There is something creative strengthening and driving new life - a mystery that involves all of creation including Spirit and thought as well as physical matter - something built into the fabric of everything. Wilber is quick to point out that we might substitute the word God for this mystery but we must be careful not to create our God in our image. I am eager to read more this evening. Two notions are swimming around in my head right now:

+ First, I am attracted by Wilber's commitment to depth and breadth. In other areas I find myself moving slowly because I want to go deeper and wider in my understanding before shooting off my big mouth. I am quietly reading and praying over the legacy of the Palestinian nakba - the forced relocation of 750,000 Palestinians off their land during the war the Arab leaders started against Israel in 1948 - and find myself ever going deeper. There are examples of vicious ethnic cleansing massacres by the Israeli forces, and, policies and practices that tried to hold back the anger and fear of these soldiers. There are examples of Israeli citizens opposing the forced relocation of their Arab neighbors as well as ugly Palestinian reprisals against their Jewish counterparts.  And no where in the popular narrative of this horror is there mention of the fact that while Palestinians were being forced out of their homes by Israeli armed forces, Jews were being driven from their homelands in Arab nations at gun point, too - almost 700,000 had to make their way to Israel for resettlement. There is more research, study, discussion and prayer I must do before I can comprehend anything except the anguish and horror of that war.  At best, I pray and grieve for both the people of Palestine and the people of Israel today knowing they have suffered - and continue to create greater suffering - as these injustices fester.
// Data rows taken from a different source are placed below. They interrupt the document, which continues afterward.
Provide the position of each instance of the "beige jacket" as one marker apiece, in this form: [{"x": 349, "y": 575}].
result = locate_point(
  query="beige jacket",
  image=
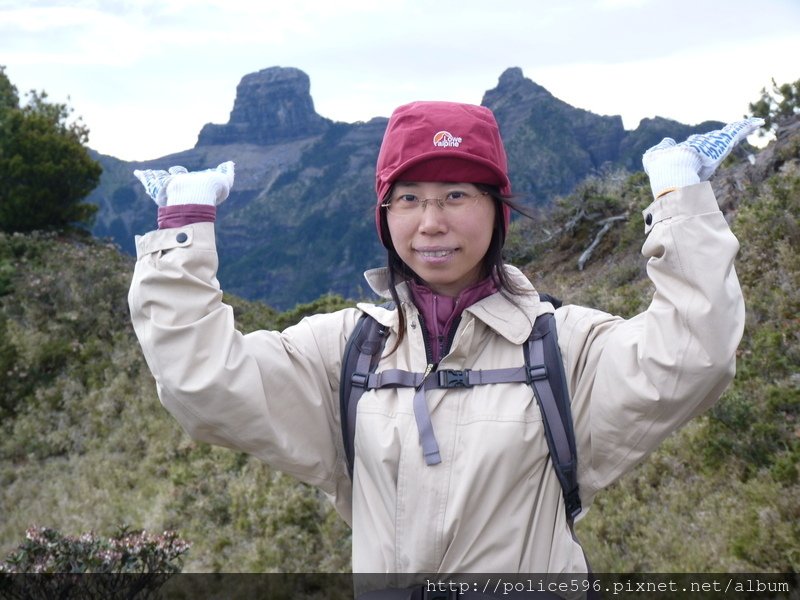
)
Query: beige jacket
[{"x": 493, "y": 504}]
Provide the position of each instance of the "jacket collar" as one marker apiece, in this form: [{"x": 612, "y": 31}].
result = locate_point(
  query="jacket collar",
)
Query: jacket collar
[{"x": 511, "y": 318}]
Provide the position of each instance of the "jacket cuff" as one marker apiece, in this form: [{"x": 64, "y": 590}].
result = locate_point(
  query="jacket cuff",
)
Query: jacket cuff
[
  {"x": 181, "y": 215},
  {"x": 689, "y": 201}
]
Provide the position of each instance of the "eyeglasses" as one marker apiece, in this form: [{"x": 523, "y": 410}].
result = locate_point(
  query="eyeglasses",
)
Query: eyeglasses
[{"x": 406, "y": 205}]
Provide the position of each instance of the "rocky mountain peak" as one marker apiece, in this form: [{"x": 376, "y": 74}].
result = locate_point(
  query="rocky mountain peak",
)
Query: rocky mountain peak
[{"x": 272, "y": 106}]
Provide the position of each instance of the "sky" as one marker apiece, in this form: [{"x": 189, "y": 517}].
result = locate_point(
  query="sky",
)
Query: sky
[{"x": 146, "y": 76}]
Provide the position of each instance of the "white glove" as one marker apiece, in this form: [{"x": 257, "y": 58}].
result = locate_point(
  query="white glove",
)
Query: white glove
[
  {"x": 179, "y": 186},
  {"x": 672, "y": 165}
]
+ Second, the presence of this mysterious, creative impulse in the Kosmos inspires me towards greater personal and social creativity. It is another small clue that the focus of this sabbatical is right: rest, renewal, prayer and music making at a deep level. Both Di and I have noted that three weeks into this trip we are about ready for the residence to begin.  We want to go deeper into the quiet.  I was in touch with the luthiers this morning about my bass rental. My fingers and mind are itchy to start practicing - and composing - and listening and having some fun with where it all leads. I read this quote earlier this morning that speaks to my growing sense of our time:

Bishop Kallistos Ware, drawing from John Climacus (AD 525-606) writes: "The hesychast, in the true sense of the word, is not someone who has journeyed outwardly into the desert, but someone who has embarked upon the journey inwards into his own heart; not someone who cuts himself off physically from others, shutting the door of his cell, but someone who 'returns into himself,' shutting the door of his mind."

This is our last day in Pittsburgh.  It will be a day of walking and watching - quiet conversations and simple meals - as we savor this wonderful gift.